Pradeep Ravikumar
Professor of Computer Science at Carnegie Mellon University
Banatao Auditorium | 310 Sutardja Dai Hall
Friday AprilĀ 5, 2024 at 11am
Modern self-supervised representation learning approaches such as contrastive learning and masked language modeling have had considerable empirical successes. A typical approach to evaluate such representations involves learning a linear probe on top of such representations and measuring prediction performance with respect to some downstream prediction task. We add to a burgeoning understanding of such representation learning approaches as learning eigenfunctions of certain Laplacian operators, so that learning a linear probe can be naturally connected to RKHS regression with implicitly specified kernels. This allows us to extend non-parametric tools from RKHS regression analysis to analyze the performance of self-supervised representation learning methods, in a way that completely side-steps grappling with neural network based function classes used in practice for the representation encoders.
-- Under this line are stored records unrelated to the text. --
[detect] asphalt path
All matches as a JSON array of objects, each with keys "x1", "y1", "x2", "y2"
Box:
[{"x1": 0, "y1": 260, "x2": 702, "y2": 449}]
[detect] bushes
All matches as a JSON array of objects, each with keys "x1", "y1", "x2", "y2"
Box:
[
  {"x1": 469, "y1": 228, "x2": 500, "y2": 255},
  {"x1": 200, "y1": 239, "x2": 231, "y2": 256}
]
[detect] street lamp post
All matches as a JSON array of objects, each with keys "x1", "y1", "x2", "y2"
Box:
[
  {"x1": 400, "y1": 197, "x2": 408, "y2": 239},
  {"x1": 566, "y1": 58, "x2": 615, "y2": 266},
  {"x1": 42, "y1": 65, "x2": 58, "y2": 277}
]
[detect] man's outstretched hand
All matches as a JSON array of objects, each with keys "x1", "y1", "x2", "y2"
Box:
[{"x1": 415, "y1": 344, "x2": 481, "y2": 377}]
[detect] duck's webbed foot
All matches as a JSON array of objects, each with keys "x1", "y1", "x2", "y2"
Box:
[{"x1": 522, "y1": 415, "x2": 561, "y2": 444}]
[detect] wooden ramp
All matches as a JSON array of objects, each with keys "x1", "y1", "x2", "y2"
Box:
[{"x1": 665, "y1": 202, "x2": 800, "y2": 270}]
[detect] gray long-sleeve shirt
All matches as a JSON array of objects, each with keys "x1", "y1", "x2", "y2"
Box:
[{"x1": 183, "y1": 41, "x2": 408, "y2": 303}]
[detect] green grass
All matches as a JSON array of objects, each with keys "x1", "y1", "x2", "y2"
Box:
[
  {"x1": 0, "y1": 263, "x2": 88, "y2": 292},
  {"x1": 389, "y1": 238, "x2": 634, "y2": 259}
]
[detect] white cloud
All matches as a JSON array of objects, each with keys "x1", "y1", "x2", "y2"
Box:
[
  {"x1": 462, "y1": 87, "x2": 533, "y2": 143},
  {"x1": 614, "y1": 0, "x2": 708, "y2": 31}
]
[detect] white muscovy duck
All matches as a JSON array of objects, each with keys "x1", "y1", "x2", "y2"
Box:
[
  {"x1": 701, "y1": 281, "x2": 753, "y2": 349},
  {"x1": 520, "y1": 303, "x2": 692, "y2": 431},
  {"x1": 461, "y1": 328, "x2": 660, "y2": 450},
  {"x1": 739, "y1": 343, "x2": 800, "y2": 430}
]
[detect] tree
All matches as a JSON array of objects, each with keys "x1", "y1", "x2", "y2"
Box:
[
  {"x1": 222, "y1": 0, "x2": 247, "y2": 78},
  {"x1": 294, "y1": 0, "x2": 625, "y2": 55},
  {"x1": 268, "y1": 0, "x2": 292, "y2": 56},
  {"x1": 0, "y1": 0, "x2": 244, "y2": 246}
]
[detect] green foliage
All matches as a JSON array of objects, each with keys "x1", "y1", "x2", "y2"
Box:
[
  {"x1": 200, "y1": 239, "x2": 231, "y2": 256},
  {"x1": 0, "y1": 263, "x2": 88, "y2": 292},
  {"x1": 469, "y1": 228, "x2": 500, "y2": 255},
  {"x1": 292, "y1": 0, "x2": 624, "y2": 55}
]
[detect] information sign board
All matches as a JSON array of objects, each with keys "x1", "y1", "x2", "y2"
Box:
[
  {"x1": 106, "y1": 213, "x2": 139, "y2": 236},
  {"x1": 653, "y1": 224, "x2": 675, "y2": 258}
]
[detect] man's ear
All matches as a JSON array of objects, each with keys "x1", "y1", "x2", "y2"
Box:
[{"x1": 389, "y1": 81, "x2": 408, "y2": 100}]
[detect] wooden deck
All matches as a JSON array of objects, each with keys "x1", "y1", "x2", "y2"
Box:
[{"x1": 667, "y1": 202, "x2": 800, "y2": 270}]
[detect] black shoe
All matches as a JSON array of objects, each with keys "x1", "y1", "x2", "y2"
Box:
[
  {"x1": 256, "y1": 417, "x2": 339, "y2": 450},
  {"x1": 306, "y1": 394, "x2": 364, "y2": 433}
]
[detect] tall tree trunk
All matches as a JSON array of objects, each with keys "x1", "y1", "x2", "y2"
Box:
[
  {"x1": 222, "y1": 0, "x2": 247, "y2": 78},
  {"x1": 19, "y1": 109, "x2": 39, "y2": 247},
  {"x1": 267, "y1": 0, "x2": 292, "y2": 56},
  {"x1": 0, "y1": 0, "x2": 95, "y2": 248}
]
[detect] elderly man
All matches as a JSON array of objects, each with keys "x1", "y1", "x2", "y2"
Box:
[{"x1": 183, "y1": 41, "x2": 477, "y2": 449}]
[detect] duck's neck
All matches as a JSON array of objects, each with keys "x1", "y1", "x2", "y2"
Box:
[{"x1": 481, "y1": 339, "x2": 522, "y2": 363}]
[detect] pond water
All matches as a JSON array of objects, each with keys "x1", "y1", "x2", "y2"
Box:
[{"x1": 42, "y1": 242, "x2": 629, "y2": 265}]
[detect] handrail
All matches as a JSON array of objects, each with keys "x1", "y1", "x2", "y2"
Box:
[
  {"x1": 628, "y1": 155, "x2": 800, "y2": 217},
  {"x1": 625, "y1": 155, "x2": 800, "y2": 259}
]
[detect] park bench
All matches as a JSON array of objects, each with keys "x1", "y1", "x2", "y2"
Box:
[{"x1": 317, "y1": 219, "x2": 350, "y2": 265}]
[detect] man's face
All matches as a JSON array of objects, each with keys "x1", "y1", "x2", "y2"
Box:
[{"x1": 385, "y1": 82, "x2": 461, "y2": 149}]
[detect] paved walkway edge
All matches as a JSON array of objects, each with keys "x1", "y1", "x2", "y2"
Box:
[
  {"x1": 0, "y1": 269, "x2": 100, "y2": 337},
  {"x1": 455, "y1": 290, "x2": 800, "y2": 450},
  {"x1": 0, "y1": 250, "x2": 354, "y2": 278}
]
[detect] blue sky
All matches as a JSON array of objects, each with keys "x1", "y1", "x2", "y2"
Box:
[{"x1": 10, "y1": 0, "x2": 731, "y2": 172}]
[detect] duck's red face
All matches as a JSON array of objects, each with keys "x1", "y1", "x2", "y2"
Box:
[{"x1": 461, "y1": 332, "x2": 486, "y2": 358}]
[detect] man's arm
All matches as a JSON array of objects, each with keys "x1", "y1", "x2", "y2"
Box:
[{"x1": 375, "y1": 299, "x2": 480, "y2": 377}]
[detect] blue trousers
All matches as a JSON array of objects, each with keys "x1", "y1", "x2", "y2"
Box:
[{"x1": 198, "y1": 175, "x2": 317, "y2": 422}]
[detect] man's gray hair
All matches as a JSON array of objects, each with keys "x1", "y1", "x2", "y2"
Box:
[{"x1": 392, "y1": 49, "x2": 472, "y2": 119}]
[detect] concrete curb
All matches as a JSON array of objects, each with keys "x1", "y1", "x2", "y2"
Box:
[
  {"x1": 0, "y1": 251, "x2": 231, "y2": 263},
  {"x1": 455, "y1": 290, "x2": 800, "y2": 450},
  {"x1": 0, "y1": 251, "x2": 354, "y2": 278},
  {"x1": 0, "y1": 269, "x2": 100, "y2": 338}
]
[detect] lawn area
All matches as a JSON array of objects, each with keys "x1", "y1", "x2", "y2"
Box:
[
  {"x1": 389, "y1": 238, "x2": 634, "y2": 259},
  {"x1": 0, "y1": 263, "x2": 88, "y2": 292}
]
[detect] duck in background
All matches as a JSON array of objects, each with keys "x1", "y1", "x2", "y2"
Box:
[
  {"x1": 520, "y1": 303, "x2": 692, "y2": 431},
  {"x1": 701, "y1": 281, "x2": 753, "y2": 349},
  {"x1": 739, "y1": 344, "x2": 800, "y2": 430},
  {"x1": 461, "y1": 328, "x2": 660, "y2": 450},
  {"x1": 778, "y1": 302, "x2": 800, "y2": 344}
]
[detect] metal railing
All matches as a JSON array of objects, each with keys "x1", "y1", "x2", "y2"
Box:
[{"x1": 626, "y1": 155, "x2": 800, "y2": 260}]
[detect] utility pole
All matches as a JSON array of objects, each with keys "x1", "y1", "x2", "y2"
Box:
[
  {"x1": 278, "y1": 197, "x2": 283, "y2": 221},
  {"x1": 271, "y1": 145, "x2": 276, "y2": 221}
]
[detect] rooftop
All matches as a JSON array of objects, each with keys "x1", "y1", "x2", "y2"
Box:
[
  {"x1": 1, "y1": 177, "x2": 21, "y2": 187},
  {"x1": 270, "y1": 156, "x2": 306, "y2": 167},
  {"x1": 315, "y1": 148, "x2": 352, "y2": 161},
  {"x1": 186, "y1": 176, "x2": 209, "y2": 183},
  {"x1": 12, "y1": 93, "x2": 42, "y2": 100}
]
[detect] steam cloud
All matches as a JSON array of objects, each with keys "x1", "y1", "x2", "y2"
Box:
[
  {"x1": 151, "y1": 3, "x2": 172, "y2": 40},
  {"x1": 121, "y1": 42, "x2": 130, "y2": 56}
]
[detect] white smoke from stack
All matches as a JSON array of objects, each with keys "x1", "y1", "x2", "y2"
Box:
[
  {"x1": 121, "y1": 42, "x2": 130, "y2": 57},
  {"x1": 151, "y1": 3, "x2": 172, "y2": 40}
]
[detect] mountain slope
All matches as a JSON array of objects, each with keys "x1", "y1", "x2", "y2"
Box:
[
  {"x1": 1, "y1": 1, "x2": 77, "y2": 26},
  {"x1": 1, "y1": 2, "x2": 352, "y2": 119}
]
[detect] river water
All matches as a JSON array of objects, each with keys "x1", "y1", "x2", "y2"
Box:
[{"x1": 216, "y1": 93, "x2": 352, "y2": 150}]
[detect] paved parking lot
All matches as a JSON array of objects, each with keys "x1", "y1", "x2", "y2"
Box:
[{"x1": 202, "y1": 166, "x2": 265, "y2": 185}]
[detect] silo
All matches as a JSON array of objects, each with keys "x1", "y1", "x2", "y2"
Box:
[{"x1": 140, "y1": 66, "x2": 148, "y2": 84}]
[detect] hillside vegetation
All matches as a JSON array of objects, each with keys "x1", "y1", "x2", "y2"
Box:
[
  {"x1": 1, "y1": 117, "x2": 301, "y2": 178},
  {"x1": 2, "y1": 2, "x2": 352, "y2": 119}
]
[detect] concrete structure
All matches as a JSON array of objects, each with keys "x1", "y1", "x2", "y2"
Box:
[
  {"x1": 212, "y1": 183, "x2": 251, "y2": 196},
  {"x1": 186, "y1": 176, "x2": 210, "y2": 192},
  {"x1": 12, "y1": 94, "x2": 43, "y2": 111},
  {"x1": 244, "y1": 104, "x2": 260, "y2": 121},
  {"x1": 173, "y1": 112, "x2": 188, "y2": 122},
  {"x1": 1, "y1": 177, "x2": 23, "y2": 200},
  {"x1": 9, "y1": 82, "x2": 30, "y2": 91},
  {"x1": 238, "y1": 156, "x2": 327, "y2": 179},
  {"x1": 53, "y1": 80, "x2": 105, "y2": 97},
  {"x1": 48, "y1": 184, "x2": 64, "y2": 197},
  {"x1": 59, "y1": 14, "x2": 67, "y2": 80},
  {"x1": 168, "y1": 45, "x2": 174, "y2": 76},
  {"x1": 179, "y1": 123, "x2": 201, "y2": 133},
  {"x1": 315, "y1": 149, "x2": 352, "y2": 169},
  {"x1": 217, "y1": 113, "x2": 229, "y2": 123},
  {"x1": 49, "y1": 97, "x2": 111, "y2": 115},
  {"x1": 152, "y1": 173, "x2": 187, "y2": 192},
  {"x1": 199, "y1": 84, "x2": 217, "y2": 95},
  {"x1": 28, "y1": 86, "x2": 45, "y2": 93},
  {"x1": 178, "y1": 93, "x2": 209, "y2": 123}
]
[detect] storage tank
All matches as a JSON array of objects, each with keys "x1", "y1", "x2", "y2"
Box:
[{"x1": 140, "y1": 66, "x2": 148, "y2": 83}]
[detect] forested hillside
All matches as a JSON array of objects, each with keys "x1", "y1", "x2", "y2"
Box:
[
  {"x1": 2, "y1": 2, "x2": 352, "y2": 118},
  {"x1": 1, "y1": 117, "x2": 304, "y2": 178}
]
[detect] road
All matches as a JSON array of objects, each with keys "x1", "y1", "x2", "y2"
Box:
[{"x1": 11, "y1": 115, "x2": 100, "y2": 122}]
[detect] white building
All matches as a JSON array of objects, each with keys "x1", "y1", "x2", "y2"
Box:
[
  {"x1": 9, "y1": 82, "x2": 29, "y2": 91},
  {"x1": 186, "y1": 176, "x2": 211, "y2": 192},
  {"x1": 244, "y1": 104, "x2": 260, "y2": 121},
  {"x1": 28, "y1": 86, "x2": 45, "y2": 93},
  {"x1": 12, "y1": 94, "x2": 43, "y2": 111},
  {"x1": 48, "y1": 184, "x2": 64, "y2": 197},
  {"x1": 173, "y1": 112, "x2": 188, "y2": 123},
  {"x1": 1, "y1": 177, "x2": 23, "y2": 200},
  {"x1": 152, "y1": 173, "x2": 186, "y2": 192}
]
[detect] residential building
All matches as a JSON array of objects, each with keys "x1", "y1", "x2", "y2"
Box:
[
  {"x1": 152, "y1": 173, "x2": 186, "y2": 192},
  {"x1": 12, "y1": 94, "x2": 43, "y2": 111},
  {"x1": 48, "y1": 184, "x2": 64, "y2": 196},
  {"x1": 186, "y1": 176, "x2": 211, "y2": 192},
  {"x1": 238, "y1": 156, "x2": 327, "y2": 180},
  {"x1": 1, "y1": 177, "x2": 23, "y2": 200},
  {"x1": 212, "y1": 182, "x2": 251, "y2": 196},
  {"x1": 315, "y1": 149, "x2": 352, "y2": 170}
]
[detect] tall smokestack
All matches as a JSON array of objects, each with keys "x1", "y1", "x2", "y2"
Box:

This contravenes prevailing wisdom that we cannot understand these modern representation learning methods without understanding the inductive bias implicit in the intersection of deep neural networks and the optimization methods used to learn them. We specifically focus on augmentation based self-supervised learning approaches, and isolate key structural complexity characterizations of augmentations that we show can be used to quantitatively inform downstream performance of the learned representations.
Speaker Bio
Pradeep Ravikumar is a Professor in the Machine Learning Department, School of Computer Science at Carnegie Mellon University. His thesis has received honorable mentions in the ACM SIGKDD Dissertation award and the CMU School of Computer Science Distinguished Dissertation award. He is a Sloan Fellow, a Siebel Scholar, a recipient of the NSF CAREER Award, and co-editor-chief of the Journal of Machine Learning Research. His recent research interests are in neuro-symbolic AI, combining statistical machine learning, and symbolic and causal learning.